In the year 2011/2012 almost half off all the students entering university were children of professionals, employers and managers. The figure was up on the previous year. For children of the unskilled the figure was 1.6pc – and it was down on the year before.
I know when I first went to university in the 1980s I was shocked to find that so many people came from a shared social background to each other. In many ways they shared similar interests, had a similar perspective and even seemed to know each other before they arrived!
The state has set targets for access to third-level education. In general, it is moving in the right direction. But there is real danger now in the aftermath of the economic crisis that gaps at the top of the education tree will actually widen further.
One simple ESRI study looked at how distance from a college affects the numbers of people from low income backgrounds who go there.
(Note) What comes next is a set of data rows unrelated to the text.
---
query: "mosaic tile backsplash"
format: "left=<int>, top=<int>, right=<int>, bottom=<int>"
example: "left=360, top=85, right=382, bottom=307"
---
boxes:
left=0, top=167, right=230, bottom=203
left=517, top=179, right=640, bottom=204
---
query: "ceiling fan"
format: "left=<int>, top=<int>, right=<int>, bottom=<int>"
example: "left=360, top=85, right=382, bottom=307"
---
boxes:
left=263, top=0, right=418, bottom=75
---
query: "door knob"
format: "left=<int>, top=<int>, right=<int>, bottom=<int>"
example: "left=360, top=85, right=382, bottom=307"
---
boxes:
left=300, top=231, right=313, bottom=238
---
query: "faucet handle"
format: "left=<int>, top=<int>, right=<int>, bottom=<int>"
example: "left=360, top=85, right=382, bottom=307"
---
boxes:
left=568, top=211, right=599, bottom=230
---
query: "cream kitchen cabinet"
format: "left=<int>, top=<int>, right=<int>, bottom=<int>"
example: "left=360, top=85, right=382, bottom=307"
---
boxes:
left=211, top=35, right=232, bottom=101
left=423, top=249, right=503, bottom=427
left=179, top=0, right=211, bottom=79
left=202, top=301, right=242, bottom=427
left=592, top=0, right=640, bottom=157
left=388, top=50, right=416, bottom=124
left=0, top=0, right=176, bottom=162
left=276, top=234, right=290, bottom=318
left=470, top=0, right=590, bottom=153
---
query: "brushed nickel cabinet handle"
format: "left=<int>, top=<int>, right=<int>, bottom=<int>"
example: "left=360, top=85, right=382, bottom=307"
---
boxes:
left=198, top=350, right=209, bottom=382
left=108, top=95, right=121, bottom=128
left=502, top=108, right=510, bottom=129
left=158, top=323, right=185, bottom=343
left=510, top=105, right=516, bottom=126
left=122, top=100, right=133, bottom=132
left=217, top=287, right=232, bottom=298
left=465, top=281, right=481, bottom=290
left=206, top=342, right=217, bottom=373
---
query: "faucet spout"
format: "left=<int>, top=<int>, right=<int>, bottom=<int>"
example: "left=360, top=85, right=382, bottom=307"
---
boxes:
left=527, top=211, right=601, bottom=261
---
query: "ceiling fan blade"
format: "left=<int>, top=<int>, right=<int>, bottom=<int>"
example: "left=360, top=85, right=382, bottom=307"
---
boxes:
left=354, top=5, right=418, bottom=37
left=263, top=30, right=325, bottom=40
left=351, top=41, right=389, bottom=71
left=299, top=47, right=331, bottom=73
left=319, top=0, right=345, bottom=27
It found that a less well-off student who lived 30 miles from college was 13.5pc less likely to go to third level than if they lived beside it.
Opening up universities to as many people from different socio-economic backgrounds is a vitally important challenge for government, schools, teachers, parents and universities themselves.
Some progress has been made. DCU was one of the first universities to champion an access programme for students who came from lower-income backgrounds just up the road in Ballymun. It has expanded massively and now has 630 students on it. They have a massive completion rate of 93pc.
Entrepreneurship studies have become a big growth area with DCU and now Trinity College investing heavily in it. It is utterly pointless to invest in this field without having commensurate mechanisms to open up these programmes to a wide variety of social backgrounds.
The country is trying to cope with the aftermath of a massive economic shock. In the search for the causes we are blaming institutions like the banks, the government, property developers and the Central Bank. And they share a collective responsibility.
But at its core was a consensus that built up during the boom. The consensus among the educated elite did not allow sufficiently for disparate views, challenges or alternative analysis.
In a small country like ours, we must seek out different perspectives. Different perspectives come from a combination of the life experiences of the person, combined with the educational tools to develop and articulate them.
The educated middle-classes love to form a consensus that protects their shared interest. And why wouldn't they? The highly educated upper-middle-classes have turned agreeing with each other into an art form.
Universities must find ways to open up to more people of different backgrounds, including those born outside the country, not just because of equality and fairness. Not only because it is the right thing to do.
They should also do it in their own interest. Universities will be better. They will produce better graduates and that should be good for everyone.